While meal prep is currently the craze — where you prepare several days of food at once — and can save you hundreds in the long run, the real savings start before you even hit the store.

“The best way to save is to plan your meals based on what’s on sale,” Roesbery says. “It doesn’t save you any money to run from store to store, find your favorite store and base your meals on those sales.”

Roesbery also recommends keeping it old-school, and using a print newspaper to find the best coupons.

“I think people are crazy that don’t get newspapers with coupons,” Rosebery says. “If you use 2 coupons, it pays for its subscription. Get the coupons that are available in newspapers, hang onto the inserts for 3 to 4 weeks, then you’re ready to shop for what’s on sale. For the most part, it takes too much time, energy, and ink cartridge printing off coupons online.”

However, some grocery chains make downloading online coupons incredibly accessible for consumers, so be sure to check out your go-to store’s policy. Roesbery shops regularly at Smith’s — a Kroger subsidiary — and touts the chain’s loyalty program, which enables customers to download coupons right to their savings card.

Roesbery also takes advantage of Kroger’s Fuel Program to really max out his savings.
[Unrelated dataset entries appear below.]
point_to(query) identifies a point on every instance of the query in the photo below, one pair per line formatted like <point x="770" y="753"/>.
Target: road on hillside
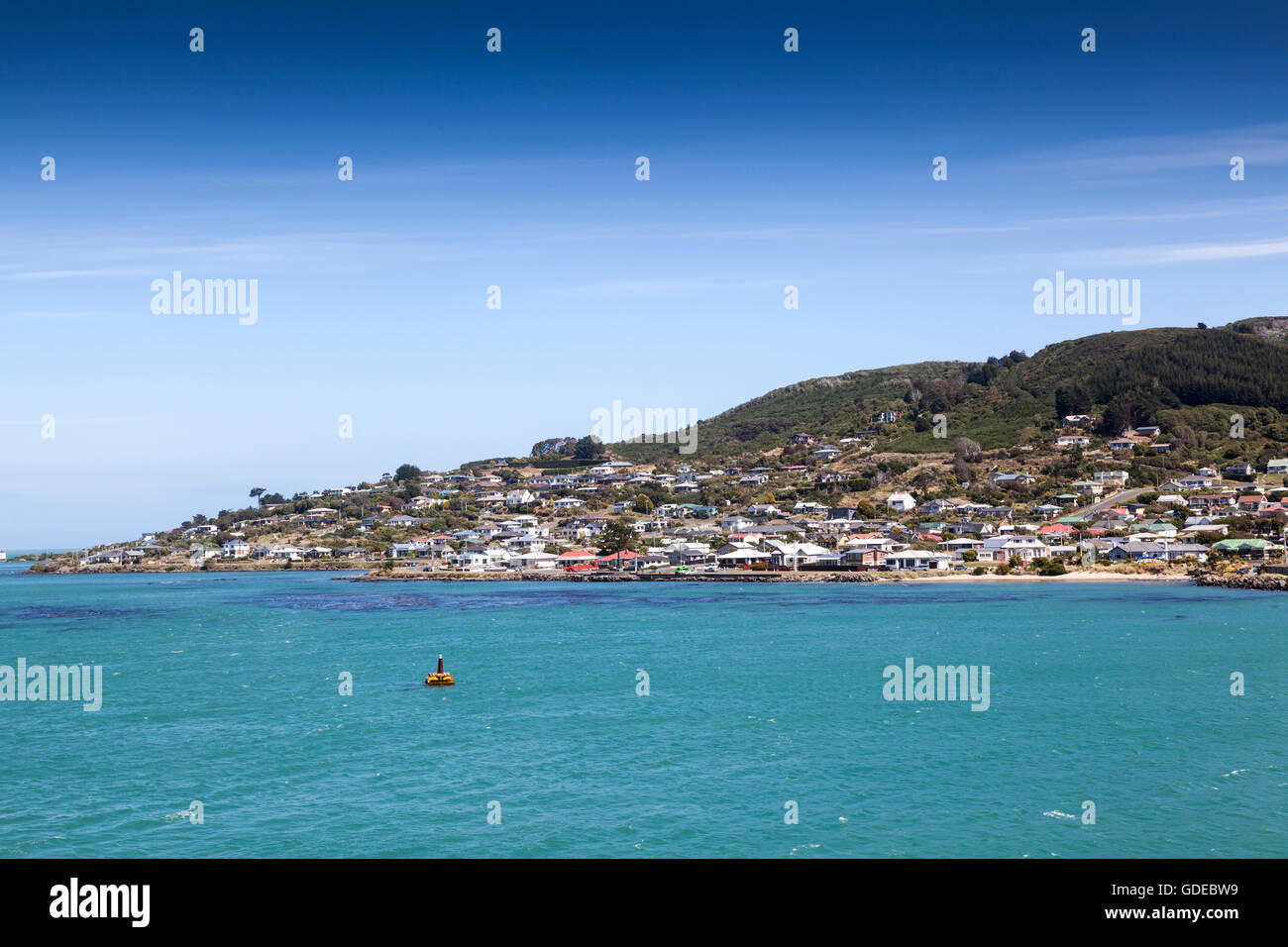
<point x="1128" y="495"/>
<point x="1117" y="499"/>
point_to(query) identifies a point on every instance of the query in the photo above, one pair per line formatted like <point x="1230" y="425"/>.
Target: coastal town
<point x="1069" y="502"/>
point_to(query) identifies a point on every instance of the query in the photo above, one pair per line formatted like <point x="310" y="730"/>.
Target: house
<point x="794" y="554"/>
<point x="619" y="561"/>
<point x="1012" y="479"/>
<point x="236" y="549"/>
<point x="917" y="561"/>
<point x="741" y="556"/>
<point x="901" y="501"/>
<point x="935" y="506"/>
<point x="1249" y="549"/>
<point x="1003" y="548"/>
<point x="864" y="557"/>
<point x="688" y="553"/>
<point x="1210" y="501"/>
<point x="1163" y="552"/>
<point x="533" y="560"/>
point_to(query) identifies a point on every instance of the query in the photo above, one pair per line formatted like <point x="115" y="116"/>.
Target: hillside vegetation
<point x="1186" y="377"/>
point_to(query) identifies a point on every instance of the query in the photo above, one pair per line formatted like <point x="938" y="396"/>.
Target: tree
<point x="408" y="472"/>
<point x="617" y="538"/>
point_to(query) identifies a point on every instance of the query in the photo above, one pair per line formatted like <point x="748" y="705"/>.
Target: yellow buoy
<point x="439" y="678"/>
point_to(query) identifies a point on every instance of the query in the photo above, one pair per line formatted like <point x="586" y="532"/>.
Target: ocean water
<point x="224" y="689"/>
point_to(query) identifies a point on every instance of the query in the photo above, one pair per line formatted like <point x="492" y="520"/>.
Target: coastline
<point x="359" y="574"/>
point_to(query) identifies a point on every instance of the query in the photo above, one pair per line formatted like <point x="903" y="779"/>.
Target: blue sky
<point x="518" y="170"/>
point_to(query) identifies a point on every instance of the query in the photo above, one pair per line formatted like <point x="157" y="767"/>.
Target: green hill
<point x="1190" y="377"/>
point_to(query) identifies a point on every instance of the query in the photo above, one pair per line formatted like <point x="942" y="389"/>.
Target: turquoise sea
<point x="226" y="690"/>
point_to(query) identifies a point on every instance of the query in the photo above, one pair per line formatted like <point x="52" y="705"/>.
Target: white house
<point x="901" y="501"/>
<point x="917" y="561"/>
<point x="236" y="549"/>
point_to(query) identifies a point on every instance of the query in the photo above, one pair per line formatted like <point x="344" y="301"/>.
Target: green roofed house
<point x="1252" y="549"/>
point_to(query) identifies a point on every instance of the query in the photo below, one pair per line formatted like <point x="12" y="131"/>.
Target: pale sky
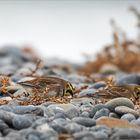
<point x="64" y="29"/>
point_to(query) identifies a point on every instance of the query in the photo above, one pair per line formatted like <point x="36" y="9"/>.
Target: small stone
<point x="68" y="109"/>
<point x="124" y="109"/>
<point x="87" y="92"/>
<point x="49" y="135"/>
<point x="121" y="101"/>
<point x="14" y="136"/>
<point x="20" y="122"/>
<point x="128" y="79"/>
<point x="59" y="125"/>
<point x="84" y="121"/>
<point x="23" y="109"/>
<point x="98" y="85"/>
<point x="113" y="115"/>
<point x="3" y="125"/>
<point x="126" y="134"/>
<point x="101" y="128"/>
<point x="96" y="108"/>
<point x="129" y="117"/>
<point x="102" y="112"/>
<point x="84" y="114"/>
<point x="118" y="123"/>
<point x="7" y="117"/>
<point x="82" y="100"/>
<point x="40" y="121"/>
<point x="74" y="127"/>
<point x="84" y="135"/>
<point x="43" y="128"/>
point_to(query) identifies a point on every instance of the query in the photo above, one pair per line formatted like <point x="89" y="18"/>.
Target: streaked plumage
<point x="49" y="86"/>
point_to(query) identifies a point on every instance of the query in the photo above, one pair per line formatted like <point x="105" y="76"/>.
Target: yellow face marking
<point x="69" y="89"/>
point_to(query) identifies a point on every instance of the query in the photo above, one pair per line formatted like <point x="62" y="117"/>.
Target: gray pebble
<point x="68" y="109"/>
<point x="137" y="122"/>
<point x="20" y="122"/>
<point x="74" y="127"/>
<point x="101" y="128"/>
<point x="98" y="85"/>
<point x="84" y="135"/>
<point x="40" y="122"/>
<point x="124" y="109"/>
<point x="7" y="116"/>
<point x="125" y="134"/>
<point x="84" y="121"/>
<point x="96" y="108"/>
<point x="82" y="101"/>
<point x="3" y="125"/>
<point x="50" y="135"/>
<point x="113" y="115"/>
<point x="129" y="117"/>
<point x="59" y="125"/>
<point x="121" y="101"/>
<point x="23" y="109"/>
<point x="102" y="112"/>
<point x="84" y="114"/>
<point x="128" y="79"/>
<point x="87" y="92"/>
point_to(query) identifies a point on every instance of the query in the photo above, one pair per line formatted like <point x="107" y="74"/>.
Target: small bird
<point x="128" y="91"/>
<point x="47" y="87"/>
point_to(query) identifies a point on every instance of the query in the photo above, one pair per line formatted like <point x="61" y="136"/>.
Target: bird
<point x="47" y="86"/>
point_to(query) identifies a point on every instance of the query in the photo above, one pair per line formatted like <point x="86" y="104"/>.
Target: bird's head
<point x="68" y="89"/>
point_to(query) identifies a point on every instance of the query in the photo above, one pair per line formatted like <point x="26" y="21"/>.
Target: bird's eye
<point x="138" y="92"/>
<point x="69" y="89"/>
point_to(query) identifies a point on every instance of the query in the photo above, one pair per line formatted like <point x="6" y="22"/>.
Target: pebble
<point x="74" y="127"/>
<point x="113" y="115"/>
<point x="128" y="79"/>
<point x="7" y="117"/>
<point x="124" y="110"/>
<point x="101" y="113"/>
<point x="87" y="92"/>
<point x="85" y="114"/>
<point x="58" y="125"/>
<point x="137" y="122"/>
<point x="96" y="108"/>
<point x="68" y="109"/>
<point x="101" y="128"/>
<point x="23" y="109"/>
<point x="126" y="134"/>
<point x="82" y="101"/>
<point x="3" y="125"/>
<point x="21" y="121"/>
<point x="121" y="101"/>
<point x="88" y="122"/>
<point x="98" y="85"/>
<point x="84" y="135"/>
<point x="129" y="117"/>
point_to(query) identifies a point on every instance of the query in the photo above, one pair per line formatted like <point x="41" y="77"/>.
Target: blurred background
<point x="66" y="29"/>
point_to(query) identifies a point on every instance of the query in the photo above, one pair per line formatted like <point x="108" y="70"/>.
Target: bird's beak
<point x="70" y="92"/>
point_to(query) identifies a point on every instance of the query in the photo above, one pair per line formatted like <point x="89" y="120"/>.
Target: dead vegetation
<point x="123" y="52"/>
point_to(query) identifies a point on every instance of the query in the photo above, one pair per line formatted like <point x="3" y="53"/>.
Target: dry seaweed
<point x="123" y="52"/>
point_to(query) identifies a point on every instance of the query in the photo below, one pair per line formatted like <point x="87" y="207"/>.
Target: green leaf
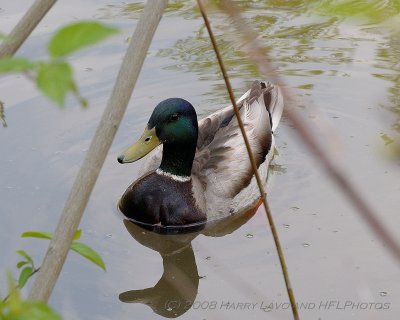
<point x="10" y="64"/>
<point x="21" y="264"/>
<point x="25" y="274"/>
<point x="87" y="252"/>
<point x="25" y="255"/>
<point x="35" y="310"/>
<point x="78" y="35"/>
<point x="77" y="235"/>
<point x="37" y="234"/>
<point x="55" y="80"/>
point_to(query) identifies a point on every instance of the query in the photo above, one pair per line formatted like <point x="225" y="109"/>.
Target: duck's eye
<point x="174" y="117"/>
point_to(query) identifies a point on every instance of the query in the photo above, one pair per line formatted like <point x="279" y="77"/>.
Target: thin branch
<point x="25" y="27"/>
<point x="260" y="57"/>
<point x="253" y="164"/>
<point x="99" y="147"/>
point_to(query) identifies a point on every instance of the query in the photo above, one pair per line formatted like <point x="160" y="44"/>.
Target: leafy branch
<point x="54" y="77"/>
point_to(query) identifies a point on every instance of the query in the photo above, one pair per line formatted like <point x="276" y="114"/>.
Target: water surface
<point x="347" y="76"/>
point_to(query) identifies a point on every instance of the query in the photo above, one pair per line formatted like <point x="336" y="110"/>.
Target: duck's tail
<point x="273" y="100"/>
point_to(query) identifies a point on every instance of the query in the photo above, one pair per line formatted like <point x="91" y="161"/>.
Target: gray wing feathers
<point x="221" y="162"/>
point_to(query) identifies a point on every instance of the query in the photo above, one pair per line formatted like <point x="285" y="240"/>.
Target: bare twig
<point x="253" y="164"/>
<point x="90" y="169"/>
<point x="2" y="115"/>
<point x="25" y="26"/>
<point x="260" y="57"/>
Check out your favorite store’s loyalty program, and watch the rewards rack up as you stock up on all that cheap food.

“Kroger has a program that’s across the nation, I save a dollar down on my gas every time I gas up,” says Rosebery. “I buy all my gift cards at Smith’s and they end up giving me 2 to 4 times the reward points for gas.”

Is there anything more delicious than a fat bank account?